A história de Onésimo, por si só, é comovente. No entanto, eleva-se em importância quando nela se observa o Apóstolo Paulo, movido pela graça, sair em defesa da vida e dignidade de Onésimo, para comover Filemon a recebê-lo a partir dos parâmetros da graça horizontal. Ao invés de ser recepcionado sob o rigor da pena capital e/ou de toda a espécie de torturas, em suavização às relações humanas, a graça horizontal permitiria o acolhimento amoroso do novo membro da família da fé: Onésimo.

Creatore, ipsi gloria in saecula 

Ivan Durães[1]

 

[1] Diretor de Regulação e Pesquisa da Faculdade Teológica Batista de São Paulo. Pós-doutor em Ciências da Religião. Pós-doutor em Direito. Pós-Doutor em Antropologia. Pós-doutorando em Educação. Doutor e mestre em Direito. Mestre em Ciências da Religião. Bacharel em Teologia, Filosofia e Direito. Atuação como professor universitário na graduação, especialização, mestrado e doutorado. Autor de mais de 40 livros. 

REFERÊNCIAS

AGOSTINHO. A Graça e a Liberdade. In: A Graça II. Trad. Agustinho Belmonte. São Paulo: Paulus, 1999 (Coleção Patrística).

AQUINO, Tomás. Suma Teológica. Trad. Aimom-Marie Roguet et al. São Paulo: Loyola, 2001.

ARMÍNIO, Jacó. Carta Endereçada a Hipólito A. Collibus. In: Armínio. Obras de Armínio. Trad. Degmar Ribas. São Paulo: CPAD, 2015. Vol. II.

________. Declaração de Sentimentos. In: Armínio. Obras de Armínio. Trad. Degmar Ribas. São Paulo: CPAD, 2015. Vol. I.

CALVIN, John. Treatises Against the Anabaptists and Against the Libertines. Michigan: Baker Academic, 1982.

________. As Institutas. Trad. Waldir Carvalho Luz. São Paulo: Cultura Cristã, 2006. Vol. 2.

CLEMENTE. Primeira Epístola aos Coríntios. In: Pais Apostólicos. Trad. Brian G. L. Kibuuka; Cláudio J. Rodrigues.

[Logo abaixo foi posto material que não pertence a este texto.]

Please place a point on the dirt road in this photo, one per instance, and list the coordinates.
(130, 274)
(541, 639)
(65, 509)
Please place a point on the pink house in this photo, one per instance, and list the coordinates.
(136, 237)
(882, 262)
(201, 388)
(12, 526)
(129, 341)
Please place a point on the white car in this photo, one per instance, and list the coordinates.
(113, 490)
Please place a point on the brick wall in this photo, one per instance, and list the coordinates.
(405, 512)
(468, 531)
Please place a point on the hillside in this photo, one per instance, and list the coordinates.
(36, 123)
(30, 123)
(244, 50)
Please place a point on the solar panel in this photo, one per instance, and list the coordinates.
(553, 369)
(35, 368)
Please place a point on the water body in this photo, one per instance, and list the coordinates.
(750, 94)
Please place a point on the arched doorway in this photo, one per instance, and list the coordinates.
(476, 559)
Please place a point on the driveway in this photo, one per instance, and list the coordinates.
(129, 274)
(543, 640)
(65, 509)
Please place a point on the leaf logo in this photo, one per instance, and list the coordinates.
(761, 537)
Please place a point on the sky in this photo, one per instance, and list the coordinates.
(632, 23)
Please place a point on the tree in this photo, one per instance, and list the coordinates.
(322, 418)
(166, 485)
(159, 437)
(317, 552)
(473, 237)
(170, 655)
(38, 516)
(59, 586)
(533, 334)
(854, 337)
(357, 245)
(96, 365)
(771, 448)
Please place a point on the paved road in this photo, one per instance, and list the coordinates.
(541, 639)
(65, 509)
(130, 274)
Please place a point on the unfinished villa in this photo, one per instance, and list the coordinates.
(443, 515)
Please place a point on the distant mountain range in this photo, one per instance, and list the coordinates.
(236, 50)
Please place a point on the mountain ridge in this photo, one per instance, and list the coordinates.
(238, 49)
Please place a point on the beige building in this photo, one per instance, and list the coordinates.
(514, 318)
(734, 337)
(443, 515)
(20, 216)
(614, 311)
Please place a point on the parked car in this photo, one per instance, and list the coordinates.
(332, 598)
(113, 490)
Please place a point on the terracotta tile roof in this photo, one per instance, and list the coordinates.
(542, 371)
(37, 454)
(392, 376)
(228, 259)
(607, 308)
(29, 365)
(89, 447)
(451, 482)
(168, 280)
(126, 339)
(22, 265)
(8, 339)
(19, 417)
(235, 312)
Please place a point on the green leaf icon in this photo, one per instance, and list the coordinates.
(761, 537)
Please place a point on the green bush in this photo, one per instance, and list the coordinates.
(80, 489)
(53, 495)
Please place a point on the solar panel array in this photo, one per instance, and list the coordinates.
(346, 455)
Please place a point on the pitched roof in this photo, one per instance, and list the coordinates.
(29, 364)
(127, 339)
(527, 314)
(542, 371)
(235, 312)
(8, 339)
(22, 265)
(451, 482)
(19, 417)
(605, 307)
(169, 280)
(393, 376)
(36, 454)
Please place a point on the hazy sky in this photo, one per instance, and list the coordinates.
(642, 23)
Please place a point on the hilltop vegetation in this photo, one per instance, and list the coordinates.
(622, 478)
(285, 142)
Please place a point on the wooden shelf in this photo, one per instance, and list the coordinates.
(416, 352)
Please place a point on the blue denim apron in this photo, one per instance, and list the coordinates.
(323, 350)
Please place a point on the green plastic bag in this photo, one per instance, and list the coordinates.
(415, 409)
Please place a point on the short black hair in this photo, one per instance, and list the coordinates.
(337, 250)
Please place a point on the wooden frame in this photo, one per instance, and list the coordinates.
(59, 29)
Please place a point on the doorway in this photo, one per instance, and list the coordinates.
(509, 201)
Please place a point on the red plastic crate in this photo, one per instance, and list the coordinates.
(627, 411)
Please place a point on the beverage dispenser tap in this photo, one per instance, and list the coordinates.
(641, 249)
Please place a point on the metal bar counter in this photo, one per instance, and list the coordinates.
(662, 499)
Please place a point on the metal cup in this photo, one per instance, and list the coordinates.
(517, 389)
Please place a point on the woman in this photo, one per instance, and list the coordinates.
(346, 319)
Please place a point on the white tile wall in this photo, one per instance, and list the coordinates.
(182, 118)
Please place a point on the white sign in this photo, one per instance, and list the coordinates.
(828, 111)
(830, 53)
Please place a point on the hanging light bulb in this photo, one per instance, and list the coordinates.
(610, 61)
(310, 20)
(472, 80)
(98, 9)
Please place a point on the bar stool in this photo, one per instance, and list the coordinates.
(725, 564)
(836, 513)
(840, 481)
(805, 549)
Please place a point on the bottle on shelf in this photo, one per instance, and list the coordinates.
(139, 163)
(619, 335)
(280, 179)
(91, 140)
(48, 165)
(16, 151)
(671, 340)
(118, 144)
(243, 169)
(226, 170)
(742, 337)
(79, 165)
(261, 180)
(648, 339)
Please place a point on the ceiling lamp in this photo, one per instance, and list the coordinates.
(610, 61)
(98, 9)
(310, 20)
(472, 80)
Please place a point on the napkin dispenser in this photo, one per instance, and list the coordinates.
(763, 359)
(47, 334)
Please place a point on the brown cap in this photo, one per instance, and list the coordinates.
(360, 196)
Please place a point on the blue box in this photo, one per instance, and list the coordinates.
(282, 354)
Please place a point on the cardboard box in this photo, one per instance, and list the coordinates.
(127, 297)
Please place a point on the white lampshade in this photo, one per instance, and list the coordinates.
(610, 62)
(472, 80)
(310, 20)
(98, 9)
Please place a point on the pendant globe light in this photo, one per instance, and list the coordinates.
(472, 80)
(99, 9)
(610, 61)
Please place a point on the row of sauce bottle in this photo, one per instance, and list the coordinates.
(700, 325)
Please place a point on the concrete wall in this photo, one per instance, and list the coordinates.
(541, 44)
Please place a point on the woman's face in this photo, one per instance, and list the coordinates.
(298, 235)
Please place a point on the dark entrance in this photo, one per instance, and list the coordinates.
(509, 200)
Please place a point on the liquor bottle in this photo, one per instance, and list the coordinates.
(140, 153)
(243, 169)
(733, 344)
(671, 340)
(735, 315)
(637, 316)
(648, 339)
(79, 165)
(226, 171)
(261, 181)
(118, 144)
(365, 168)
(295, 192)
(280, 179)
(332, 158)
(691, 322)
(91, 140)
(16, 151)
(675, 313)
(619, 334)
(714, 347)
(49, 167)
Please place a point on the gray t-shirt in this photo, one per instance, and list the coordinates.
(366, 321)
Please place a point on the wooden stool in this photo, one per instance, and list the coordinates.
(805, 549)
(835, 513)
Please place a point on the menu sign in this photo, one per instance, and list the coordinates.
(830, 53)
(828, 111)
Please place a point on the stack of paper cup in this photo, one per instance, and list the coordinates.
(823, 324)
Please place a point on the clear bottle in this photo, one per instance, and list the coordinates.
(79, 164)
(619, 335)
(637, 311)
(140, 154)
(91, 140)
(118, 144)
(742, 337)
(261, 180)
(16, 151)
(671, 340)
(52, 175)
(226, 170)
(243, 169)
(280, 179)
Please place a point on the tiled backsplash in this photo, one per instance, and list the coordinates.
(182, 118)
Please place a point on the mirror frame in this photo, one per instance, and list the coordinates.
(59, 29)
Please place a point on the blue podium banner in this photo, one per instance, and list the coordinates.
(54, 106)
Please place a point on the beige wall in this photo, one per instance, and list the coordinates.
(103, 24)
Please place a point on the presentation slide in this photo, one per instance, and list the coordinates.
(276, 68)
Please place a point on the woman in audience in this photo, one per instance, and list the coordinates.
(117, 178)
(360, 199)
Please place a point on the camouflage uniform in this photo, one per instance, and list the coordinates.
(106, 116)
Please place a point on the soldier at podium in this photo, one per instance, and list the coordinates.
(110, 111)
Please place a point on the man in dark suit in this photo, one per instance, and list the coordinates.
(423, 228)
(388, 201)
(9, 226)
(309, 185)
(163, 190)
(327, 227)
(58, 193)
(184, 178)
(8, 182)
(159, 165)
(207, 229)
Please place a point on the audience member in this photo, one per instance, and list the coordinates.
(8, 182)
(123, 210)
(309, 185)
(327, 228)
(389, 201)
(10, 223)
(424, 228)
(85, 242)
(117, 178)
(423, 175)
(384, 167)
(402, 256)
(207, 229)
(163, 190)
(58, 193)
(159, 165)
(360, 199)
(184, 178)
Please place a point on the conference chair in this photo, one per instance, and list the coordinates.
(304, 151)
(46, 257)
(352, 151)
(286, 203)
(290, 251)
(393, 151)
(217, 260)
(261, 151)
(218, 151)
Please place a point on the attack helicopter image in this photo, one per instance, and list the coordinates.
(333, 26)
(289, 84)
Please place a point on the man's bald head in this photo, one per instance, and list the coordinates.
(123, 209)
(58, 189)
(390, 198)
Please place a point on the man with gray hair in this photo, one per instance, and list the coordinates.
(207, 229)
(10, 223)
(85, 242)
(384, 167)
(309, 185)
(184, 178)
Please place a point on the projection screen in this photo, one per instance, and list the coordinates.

São Paulo: Fonte Editorial, 2021 (Coleção Patrística).

GONZÁLES, Justo. Breve Dicionário de Teologia. São Paulo; Hagnos, 2009.

HORTON, Michael. Calvino e a Vida Cristã. São Paulo: Cultura Cristã, 2017

INÁCIO. Epístola de Inácio a Policarpo. In: Pais Apostólicos. Trad. Brian G. L. Kibuuka; Cláudio J. Rodrigues. São Paulo: Fonte Editorial, 2021 (Coleção Patrística).

________. Epístola de Inácio aos Efésios. In: Pais Apostólicos. Trad. Brian G. L. Kibuuka; Cláudio J. Rodrigues. São Paulo: Fonte Editorial, 2021 (Coleção Patrística).

KUYPER, Abraham. Calvinismo. Trad. Ricardo Gouvêa. São Paulo: Cultura Cristã, 2002.

PICIRILLI, Robert. Grace, Faith, Free Will: constrating views of salvation – calvinismo and arminianism. Nashville: Randall Horse Publications, 2002.

POPE, William B. A Compendium of Christian Theology. London: Wesleyan Conference Office, 1877.